Exchange theory is like a scale: if one person in a relationship is giving and giving, but is not receiving anything in return then the scale becomes unbalanced. If the scale becomes unbalanced then the person that is giving so much stops and ends the relationship. This reminds me of an example of my sister. My sister was dating this guy and my sister liked him a lot; so she was putting a lot of effort into the relationship, but her boyfriend wasn’t really giving anything in return. After a while, my sister became tired of giving so much and felt like she was being used so she broke up with him. In order to have a healthy relationship the scale should be balanced. When the scale is balanced then both parties feel loved and appreciated.
The second theory is symbolic interaction theory. This theory suggests that everything we do is significant and has a symbolic meaning. Sometimes people misread these behaviors. Like for example, it happens in the way we talk and communicate. If I was very rude and blunt with someone, then that person would probably think I don’t like them. In reality I’m not being mean because I don’t like that person, I might be rude because I was having a bad day or any number of other reasons. One example my teacher talked about in class was misinterpreting behaviors because of texting. This couple was dating and the girl texted her boyfriend asking what he was doing, and the boyfriend replied “I’m busy.”. The girl took offense to the period and thought that it meant her boyfriend didn’t like her anymore. The girlfriend ended up breaking up with her boyfriend because he responded with a period. When in reality the boyfriend probably wasn’t made or wasn’t losing feelings, he probably was just trying to use correct grammar. Symbolic interaction theory is cool because it helps us realize that everyone does something for a reason. The downfall of this theory is not reading too much into the reason.
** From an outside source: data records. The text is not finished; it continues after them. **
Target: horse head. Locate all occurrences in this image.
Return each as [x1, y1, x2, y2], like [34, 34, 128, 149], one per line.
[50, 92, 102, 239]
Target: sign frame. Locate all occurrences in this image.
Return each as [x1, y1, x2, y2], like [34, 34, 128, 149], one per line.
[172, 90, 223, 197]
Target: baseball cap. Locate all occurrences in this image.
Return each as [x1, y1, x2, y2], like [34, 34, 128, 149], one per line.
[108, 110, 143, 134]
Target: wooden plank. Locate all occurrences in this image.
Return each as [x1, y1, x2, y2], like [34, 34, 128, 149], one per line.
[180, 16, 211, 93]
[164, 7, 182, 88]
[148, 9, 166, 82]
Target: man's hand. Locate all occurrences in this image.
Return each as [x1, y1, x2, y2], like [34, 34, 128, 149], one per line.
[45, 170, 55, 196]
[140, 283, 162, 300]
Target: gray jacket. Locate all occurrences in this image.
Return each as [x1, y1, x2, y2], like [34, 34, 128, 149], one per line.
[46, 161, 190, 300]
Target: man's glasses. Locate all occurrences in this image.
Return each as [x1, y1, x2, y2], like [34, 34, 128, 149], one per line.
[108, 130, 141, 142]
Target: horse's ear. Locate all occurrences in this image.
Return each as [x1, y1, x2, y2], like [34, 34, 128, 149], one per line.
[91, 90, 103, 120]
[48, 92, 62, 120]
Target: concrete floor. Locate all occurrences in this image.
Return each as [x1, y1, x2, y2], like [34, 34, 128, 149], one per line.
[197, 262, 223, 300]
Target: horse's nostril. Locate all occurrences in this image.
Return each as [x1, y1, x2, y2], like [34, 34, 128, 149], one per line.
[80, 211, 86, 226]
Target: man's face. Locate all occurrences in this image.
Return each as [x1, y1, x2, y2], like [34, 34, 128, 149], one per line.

The next theory is called conflict theory. Conflict theory is described as whenever there are two or more people there is always going to be a conflict when making a decision. Conflict is natural, but fighting is unnecessary. Because each one of us is so unique, this means we all have different opinions. For example, when my roommates and I are deciding what movie to watch, each one of us is in the mood for a different genre. Just because there are differences doesn’t mean there has to be arguing or fighting. If my roommates and I fought every time we were picking out a movie, we would never watch movies together. The important thing about conflict theory is communicating and learning how to compromise. One couple from a tv series that does a good job of displaying conflict theory is Mitchell and Cameron from Modern Family. In almost every episode Mitchell and Cameron are fighting and disagreeing. Either one person doesn’t agree with the other, so they try to fix the problem themselves or convince their partner to change their mind by going behind their back. By the end of the episode one of them is hurt by the other actions. If in the first place they had talked it through and communicated with each other, then the fighting wouldn’t have happened. We are always going to disagree with people, but disagreeing shouldn’t equal fighting. Communication should always be first.
I think these theories are very important in all aspects of life. Whether it’s little kids in preschool, teens in high school, young adults, parents starting a family, middle aged people or senior citizens. There is information from these theories that can be helpful in each stage of life.